I’m sneezing and coughing. I have a few cold relief tablets and start taking them sparingly. It’s definitely just a cold I tell myself. I stuff my pocket full of tissues and try not to cough near anyone.

We walk to the beach through Santa Catalina Park. It is barely 9am but the tables are already full of old men playing dominoes or chess.

‘Where are all the women?’ asks Madam.

‘The men are probably getting away from their nagging wives,’ I reply without thinking. I blame my cold.

She gives me a look. I begin to think that wasn’t the answer she wanted.

‘No, they are probably widowers,’ she says, ‘seeking solace from their sadness now that the love of their lives is no longer with them.’

‘Umm, I’m sure you are right my sweet.’

I still think my answer is more likely though.

At lunch time, Madam finds a local bar that is happy to freshly prepare us a couple of delicious sandwiches for less than half the cost of our Burger King meal. She celebrates by buying a punnet of local strawberries which were equally good. The sand is hot by 3pm, too hot to walk on barefoot, and we struggle to find shade, so we come back to the hotel to change and shower.

‘I found lunch, you decide where we have dinner,’ says Madam, ‘but not Italian… and I want churros’.

‘How about the one restaurant nearby that serves churros?’ I reply.
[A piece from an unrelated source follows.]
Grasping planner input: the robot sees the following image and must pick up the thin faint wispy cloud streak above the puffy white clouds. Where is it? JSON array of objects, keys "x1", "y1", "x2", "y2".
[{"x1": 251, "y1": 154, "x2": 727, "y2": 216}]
‘So are we going to the churro restaurant? You decide today.’

‘Why don’t we go to the churro restaurant that you like my sweet?’

‘It’s your decision today.’

They also serve us some great tapas, for far less money than the tourist restaurants, as well as churros for Madam. We are tired after a long day lying on the beach, so we go back to the hotel for an early night.

Wednesday.

My cold is worse, I’m eking out the few cold tablets I have but I’m suffering with a runny nose, coughing and sneezing

We are late for breakfast. I say late, it is still only 8:40, but it is packed and almost everything has run out. There’s no jam, only a little bread and we have to fight the Germans to get close to anything. And there are a lot of Germans today. Not even a chocolate fountain to dip my finger in. I don’t mention the war.

It is our last full day and we are going to the aquarium. We plan on spending a couple of hours there, then spending our last afternoon on the beach. It turns out to be one of the largest in Europe and we are there for much longer. There is an auditorium with a massive glass tank with several sharks and other fish. We sit here for a while and watch the fish. I’m secretly hoping that one of the sharks will eat a smaller fish but they are well behaved, or maybe just well fed.

‘Where do you want to eat?’ I ask Madam.

‘There’s a place nearby that has great reviews for churros!’

I don’t know if you have picked up on this but Madam likes churros. We find the bar which is attached to a small market. It’s tiny and well away from the tourist area. We order crab sandwiches and papas bravas.

‘How many crisps do you have with your sandwich?’ asks Madam.

‘Two. How many with yours?’

‘Two.’

I count mine again carefully. One.. two.

‘Yes, definitely just two.’

We finish our sandwiches and I ask Madam, ‘Would you like churros now?’

She thinks for a moment then says ‘no.’

We go back to the hotel and Madam is tired, so I go out for one last solo walk. I walk along the promenade, It’s busy and I’m constantly dodging meandering groups of people. There are arrows painted on the ground asking you to walk on the right but these are ignored. Tables line the promenade closest to the beach, waiters dash between restaurants door and tables adding an additional hazard. I get tired of fighting the crowds, so I go back to the hotel through back streets. I know my way around these streets now, so I don’t have to look at a map or concentrate on my route. I reach Santa Catalina Park and the old men are still playing dominoes or chess.

I find a bench and sit in Santa Catalina Park for the last time. I watch the men slamming dominoes or pondering chess moves and the buses leaving for other parts of the city. I’m sad to be leaving Las Palmas. Sad to be leaving Gran Canaria.

Postscript. I had a negative test for Covid. It was just a cold, but I’m still suffering several days later. I need a holiday in the sun.